A leader is someone with a vision and the desire to make it happen. They start with an idea, a longing, a burning and they calculate the costs of the road they will be traveling. Unfortunately, the journey can sometimes wear down even the strongest and most idealistic of visionaries. Blazing a trail despite the many miscalculations, wrong turns, and unforeseen disasters begins to grow more and more difficult with each set-back. The journey is where true leaders are made.
The visionary is the spark that ignites the flame, but a true leader continues to feed those flames even when the outcome is uncertain. This was the leadership that Moses exemplified. When his entire convoy urged him to give up and turn around, it only stoked the coals that refined his iron will. This will was not one forged in self-righteousness or pride, but in a desire to see his mission through to the end. How difficult would it be for you or I to continue on knowing that what we had worked so hard for could potentially fall apart in just a few short years?

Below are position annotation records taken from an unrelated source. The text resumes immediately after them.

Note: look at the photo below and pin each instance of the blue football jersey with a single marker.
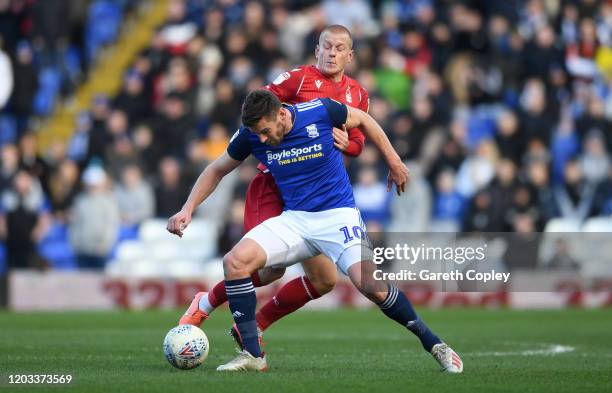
(307, 168)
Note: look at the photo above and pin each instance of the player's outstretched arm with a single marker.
(204, 186)
(398, 172)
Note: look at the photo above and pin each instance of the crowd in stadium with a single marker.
(501, 109)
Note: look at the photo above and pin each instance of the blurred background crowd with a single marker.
(501, 109)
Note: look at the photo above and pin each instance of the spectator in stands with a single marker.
(171, 190)
(522, 249)
(233, 230)
(478, 170)
(31, 160)
(121, 154)
(481, 216)
(6, 73)
(371, 196)
(8, 165)
(25, 86)
(509, 139)
(595, 160)
(502, 189)
(146, 148)
(411, 211)
(133, 99)
(63, 189)
(574, 196)
(173, 128)
(78, 147)
(135, 197)
(448, 204)
(24, 220)
(215, 143)
(562, 259)
(94, 220)
(539, 179)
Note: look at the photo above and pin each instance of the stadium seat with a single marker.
(102, 26)
(50, 84)
(562, 225)
(199, 229)
(8, 129)
(598, 224)
(187, 268)
(133, 249)
(153, 230)
(2, 258)
(146, 268)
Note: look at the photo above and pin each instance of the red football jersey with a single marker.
(306, 83)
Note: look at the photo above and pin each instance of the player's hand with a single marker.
(398, 175)
(340, 138)
(178, 222)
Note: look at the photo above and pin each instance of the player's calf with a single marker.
(246, 257)
(392, 302)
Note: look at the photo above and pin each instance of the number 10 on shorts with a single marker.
(358, 233)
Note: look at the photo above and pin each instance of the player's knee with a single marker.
(236, 266)
(324, 283)
(269, 275)
(375, 297)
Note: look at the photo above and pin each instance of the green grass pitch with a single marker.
(325, 351)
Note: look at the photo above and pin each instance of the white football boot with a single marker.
(447, 358)
(245, 362)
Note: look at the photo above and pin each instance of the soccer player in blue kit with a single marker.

Moses knew that the past 40 years had been difficult and that the challenges were not going to end with Israel crossing over the Jordan. Forty years of surviving on faith seems like it would be enough to prepare anyone for the challenges that life throws us us. But is it really? Is the struggle of one generation the same as the next? This is hardly the case. Moses understood that he was but one small cog in the wheel and that the overall mission was not going to be completed in his lifetime. He was aware that he was not the one that would guarantee the mission’s success or failure. He was humble enough to realize that he was laying the foundation in which and entire nation would be built upon.
So it is with the closing of this year’s Torah cycle. It takes a lifetime and more to understand the depths of His Word, that’s why I’m thankful to do it all over again each year. It is my hope that as Jonathan and I have shared what we’ve learned in our studies, you might have learned something new as well. It is also my hope that the lessons learned this year will provide a solid foundation for the framework of our faith to be erected. Whether we’re just starting to build or doing the necessary repairs, may His Word be instructions for our lives. I know that the challenges we face today might be different than the ones our children will be confronted with, but if we look at how Moses persevered to the end, we can see that he never gave up. He always strove to teach, guide and encourage his people so that once he was gone, the mission continued. Torah is about continuance. We never fully arrive anywhere because there’s always more to the story. With this in mind, I pray that we might be able to instill our values and ideals into the next generation’s leadership. We should always remember that tomorrow’s leaders are shaped today and they are watching how we handle our missions.
“Blessed are you, O Israel! Who is like you, a people saved by HaShem, the shield of your help, and He who is the sword of your excellency! And your enemies are subdued for you, and you tread down their high places.”Deuteronomy 33:29
Chazak, chazak, v’nit’chazek! Be strong! Be strong! And may we be strengthened!